# Avionics Systems Technician.  **Borden**



## mikhar (27 Jul 2008)

Just wondering,

I live in Barrie but I’m now thinking of joining the CAF but would like to be stationed at Borden where I can work on the Griffin helicopters.  Do a lot of people try to get stationed at Borden.?  Are my chances good?

Also dose anyone know if the new Cyclone helicopter will ever get stationed at Borden as I know that most will be working on ships to replace the Seaking.

Regards.

Mike.


----------



## aesop081 (27 Jul 2008)

My answer to your PM should clear a few things up.


----------



## Klinkaroo (27 Jul 2008)

Well I can answer at least one pretty confidently, the Cyclone will 99.999% sure will never be stationed in Borden. They would be run out of the two bases on each coast.

Also I don't mean to be rude or anything, but if you don't want to leave your hometown the CF might not be the best choice because the CF will move you around as they see fit for operations.

But then again you never know if you ask for Borden they could possibly give you that choice but honestly what I see with the current trends you probably would not get it.


----------



## cp140tech (27 Jul 2008)

It is my understanding that 400 Sqn in Borden is largely made up of reserve technicians.  Give them a shout and see if they need people.

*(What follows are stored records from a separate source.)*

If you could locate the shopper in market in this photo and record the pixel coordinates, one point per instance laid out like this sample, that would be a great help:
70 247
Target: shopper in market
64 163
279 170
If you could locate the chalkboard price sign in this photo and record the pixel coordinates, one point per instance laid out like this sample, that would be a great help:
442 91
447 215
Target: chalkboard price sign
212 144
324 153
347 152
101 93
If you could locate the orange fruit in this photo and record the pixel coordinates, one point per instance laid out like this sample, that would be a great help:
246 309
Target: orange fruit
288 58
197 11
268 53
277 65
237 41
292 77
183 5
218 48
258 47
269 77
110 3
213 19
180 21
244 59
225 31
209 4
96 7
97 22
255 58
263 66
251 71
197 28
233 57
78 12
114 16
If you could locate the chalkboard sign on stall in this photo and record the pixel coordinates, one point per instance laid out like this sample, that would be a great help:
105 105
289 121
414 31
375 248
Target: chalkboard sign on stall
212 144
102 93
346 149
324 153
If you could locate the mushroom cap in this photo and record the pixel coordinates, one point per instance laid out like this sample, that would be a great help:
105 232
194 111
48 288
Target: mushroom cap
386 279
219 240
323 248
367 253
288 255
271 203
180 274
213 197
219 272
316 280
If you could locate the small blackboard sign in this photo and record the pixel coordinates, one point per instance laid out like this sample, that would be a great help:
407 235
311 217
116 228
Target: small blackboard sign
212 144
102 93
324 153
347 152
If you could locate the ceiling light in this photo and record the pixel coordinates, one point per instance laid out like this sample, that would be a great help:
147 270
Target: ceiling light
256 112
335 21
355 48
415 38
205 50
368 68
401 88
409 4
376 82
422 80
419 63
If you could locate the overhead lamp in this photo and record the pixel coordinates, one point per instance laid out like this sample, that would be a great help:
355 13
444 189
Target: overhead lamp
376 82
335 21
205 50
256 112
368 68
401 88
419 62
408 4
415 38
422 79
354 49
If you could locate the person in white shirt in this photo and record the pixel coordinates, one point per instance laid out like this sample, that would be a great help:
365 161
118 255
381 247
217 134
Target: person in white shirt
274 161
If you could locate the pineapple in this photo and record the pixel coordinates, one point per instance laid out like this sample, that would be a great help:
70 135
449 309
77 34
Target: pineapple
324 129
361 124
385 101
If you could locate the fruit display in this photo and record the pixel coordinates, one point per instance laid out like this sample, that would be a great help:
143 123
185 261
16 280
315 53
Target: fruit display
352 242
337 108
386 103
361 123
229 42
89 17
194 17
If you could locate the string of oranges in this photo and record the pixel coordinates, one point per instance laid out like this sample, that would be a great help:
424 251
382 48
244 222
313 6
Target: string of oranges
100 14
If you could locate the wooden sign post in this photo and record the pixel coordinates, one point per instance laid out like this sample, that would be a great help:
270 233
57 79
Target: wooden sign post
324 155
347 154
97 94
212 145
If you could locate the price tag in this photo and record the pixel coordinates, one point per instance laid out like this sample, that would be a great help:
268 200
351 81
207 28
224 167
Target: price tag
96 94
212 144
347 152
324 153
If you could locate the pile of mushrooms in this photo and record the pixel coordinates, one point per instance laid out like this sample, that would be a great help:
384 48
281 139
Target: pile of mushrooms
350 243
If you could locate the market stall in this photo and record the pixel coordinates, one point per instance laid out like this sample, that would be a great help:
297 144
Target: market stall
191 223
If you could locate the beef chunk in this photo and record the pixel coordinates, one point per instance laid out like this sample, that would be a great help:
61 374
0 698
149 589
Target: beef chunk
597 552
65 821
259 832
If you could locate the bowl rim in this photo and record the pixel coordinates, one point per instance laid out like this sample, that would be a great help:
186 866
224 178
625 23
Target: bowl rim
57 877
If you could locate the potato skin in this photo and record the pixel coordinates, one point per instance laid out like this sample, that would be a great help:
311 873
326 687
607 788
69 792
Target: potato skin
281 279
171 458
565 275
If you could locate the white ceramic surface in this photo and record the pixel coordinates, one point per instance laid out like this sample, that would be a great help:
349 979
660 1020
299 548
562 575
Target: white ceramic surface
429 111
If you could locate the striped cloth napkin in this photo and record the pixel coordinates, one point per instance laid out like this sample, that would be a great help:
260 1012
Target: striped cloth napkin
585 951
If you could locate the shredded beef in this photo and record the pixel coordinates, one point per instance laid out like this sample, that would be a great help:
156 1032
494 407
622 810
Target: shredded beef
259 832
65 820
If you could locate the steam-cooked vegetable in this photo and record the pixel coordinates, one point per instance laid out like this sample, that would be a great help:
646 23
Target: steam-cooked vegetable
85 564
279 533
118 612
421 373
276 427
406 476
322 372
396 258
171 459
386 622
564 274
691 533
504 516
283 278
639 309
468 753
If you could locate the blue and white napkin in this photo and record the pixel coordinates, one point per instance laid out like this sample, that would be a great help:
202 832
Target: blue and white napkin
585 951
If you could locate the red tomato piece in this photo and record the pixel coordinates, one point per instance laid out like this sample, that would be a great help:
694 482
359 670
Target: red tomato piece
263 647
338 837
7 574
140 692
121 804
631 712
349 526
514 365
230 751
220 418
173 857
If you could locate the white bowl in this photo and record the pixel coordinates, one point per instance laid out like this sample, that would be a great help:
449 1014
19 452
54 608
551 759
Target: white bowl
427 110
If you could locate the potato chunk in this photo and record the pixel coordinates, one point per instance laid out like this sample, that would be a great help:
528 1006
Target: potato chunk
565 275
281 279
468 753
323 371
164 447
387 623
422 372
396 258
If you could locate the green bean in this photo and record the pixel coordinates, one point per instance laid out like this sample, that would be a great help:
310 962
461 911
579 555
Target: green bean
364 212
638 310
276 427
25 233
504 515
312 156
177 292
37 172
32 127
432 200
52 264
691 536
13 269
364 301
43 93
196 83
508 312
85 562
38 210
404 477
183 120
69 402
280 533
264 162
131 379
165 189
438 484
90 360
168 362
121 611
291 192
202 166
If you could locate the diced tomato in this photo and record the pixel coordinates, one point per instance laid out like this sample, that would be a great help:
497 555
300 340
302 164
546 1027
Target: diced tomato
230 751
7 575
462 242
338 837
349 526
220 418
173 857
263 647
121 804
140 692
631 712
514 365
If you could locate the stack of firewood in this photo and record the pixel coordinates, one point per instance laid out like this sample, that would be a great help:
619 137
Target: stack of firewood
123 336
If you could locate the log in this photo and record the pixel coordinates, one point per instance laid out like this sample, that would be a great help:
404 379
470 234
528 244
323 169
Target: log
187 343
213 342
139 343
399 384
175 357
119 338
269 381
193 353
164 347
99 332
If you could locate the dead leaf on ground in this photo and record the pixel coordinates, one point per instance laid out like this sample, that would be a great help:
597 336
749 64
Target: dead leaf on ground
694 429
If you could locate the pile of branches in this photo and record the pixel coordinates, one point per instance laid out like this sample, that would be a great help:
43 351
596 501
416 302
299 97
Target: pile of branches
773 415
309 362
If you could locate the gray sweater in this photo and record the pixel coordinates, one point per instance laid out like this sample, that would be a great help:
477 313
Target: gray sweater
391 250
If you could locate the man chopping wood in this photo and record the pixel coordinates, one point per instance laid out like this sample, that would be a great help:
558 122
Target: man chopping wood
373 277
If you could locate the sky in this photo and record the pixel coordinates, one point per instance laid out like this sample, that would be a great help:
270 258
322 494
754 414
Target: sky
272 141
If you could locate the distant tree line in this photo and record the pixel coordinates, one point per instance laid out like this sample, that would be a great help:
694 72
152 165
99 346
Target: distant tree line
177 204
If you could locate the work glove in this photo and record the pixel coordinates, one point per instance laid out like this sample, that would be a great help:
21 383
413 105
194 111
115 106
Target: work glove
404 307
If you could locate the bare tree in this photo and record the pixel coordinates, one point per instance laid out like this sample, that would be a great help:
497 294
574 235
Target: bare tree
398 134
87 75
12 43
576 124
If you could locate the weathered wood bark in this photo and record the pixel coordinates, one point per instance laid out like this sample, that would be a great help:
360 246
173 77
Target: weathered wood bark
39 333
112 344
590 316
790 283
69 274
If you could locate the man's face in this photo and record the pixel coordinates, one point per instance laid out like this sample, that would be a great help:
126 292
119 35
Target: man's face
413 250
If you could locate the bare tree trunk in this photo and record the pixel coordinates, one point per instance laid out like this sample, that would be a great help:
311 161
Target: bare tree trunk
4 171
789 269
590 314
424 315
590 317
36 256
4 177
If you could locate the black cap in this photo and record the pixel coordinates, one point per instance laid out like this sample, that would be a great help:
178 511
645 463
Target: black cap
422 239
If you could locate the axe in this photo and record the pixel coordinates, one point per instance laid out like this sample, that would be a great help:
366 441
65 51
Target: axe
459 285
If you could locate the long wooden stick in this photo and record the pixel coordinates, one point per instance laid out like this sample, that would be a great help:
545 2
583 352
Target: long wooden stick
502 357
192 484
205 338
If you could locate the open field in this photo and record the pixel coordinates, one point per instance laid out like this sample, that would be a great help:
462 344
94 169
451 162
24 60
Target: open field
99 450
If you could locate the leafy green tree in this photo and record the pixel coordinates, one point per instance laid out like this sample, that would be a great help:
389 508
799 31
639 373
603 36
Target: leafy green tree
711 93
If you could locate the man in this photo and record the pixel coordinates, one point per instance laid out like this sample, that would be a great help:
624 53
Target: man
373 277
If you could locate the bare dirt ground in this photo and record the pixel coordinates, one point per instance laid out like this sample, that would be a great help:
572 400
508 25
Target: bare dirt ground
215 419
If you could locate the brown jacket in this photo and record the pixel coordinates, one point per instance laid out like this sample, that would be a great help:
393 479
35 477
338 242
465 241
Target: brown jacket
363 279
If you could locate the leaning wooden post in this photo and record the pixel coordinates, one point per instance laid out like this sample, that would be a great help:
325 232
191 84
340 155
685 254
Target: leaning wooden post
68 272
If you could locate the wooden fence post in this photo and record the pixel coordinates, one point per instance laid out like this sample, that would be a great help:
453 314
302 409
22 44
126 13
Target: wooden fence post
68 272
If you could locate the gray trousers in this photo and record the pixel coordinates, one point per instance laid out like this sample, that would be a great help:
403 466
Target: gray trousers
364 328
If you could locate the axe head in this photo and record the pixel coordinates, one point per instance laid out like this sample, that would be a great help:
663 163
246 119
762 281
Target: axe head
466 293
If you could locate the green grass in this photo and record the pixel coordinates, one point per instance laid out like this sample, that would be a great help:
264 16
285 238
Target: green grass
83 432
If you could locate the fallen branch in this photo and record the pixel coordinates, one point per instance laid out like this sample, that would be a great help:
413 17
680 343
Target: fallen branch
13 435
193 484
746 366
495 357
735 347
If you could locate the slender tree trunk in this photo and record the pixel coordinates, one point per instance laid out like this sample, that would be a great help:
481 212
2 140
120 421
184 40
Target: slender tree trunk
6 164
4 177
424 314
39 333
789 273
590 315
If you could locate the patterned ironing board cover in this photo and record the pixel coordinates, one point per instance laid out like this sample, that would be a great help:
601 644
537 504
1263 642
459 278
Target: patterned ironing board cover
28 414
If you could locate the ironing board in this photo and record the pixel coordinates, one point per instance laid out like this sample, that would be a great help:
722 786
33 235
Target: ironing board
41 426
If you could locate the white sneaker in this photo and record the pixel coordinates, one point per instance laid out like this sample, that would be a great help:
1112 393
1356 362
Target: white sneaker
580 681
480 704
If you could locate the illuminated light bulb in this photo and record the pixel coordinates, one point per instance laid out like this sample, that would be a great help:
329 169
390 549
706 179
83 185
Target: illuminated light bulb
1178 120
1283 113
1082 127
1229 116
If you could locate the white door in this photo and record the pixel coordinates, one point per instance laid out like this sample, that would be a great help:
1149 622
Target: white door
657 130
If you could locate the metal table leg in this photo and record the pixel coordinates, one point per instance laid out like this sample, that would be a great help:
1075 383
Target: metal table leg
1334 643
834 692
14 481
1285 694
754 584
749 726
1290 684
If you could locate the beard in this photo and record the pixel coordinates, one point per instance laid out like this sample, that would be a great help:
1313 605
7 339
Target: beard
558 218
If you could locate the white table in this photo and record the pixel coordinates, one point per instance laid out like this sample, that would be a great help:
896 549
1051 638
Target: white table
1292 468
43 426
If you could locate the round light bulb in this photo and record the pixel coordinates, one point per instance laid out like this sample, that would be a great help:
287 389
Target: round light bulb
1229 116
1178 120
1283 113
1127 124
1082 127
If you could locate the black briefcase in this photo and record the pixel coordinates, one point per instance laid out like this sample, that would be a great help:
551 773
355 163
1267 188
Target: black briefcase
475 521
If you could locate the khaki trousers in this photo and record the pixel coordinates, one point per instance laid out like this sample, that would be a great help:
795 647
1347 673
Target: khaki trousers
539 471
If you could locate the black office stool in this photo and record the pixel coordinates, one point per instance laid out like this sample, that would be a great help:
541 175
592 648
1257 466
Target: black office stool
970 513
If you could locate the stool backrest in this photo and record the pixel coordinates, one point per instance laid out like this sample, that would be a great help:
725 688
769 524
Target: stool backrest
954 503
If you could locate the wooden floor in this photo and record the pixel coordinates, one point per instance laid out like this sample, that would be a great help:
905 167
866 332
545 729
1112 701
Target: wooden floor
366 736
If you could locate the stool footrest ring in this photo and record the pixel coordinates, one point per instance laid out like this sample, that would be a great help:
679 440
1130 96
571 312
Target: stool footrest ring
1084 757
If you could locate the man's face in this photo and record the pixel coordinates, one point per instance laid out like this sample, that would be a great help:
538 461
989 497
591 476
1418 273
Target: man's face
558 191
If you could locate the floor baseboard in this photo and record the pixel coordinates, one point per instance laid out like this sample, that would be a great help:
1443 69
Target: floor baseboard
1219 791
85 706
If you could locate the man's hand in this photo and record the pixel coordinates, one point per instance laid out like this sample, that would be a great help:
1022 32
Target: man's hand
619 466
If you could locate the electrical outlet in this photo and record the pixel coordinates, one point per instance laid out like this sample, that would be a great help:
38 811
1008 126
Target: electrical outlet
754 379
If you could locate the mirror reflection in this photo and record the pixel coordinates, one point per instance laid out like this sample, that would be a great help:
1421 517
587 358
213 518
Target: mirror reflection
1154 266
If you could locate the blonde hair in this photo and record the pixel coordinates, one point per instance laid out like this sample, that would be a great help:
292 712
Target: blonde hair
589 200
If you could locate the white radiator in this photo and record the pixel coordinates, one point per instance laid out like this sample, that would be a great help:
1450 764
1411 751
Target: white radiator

I don't think you'll see any Cyclones in Borden.


----------



## mikhar (27 Jul 2008)

Thank's for the info everyone,

If anyone else has any input please feel free.  I think that I will put Borden as my first choice and Trenton as the second, hopefully I will get one of the two.  If not where ever here I come.


----------



## Klinkaroo (27 Jul 2008)

But if you are untrained you will get at least 6 months in Borden because this is what you're training will look like

13 weeks in St-Jean-Richelieu Quebec for your BMQ (Basic Military Qualification)
6 months in Kingston for POET
6 months in Borden for AVS QL3 training

After all that then you get posted to a Maintenance Squadron for your OJT


----------



## aesop081 (27 Jul 2008)

Klinkaroo said:
			
		

> After all that then you get posted to a Maintenance Squadron for your OJT



Or to a line Sqn .............


----------



## Jorkapp (28 Jul 2008)

> ...where I can work on the Griffin helicopters.



This kind of helicopter?







I think you meant Griff*o*n Helicopter.

Sorry, just had to do it.


----------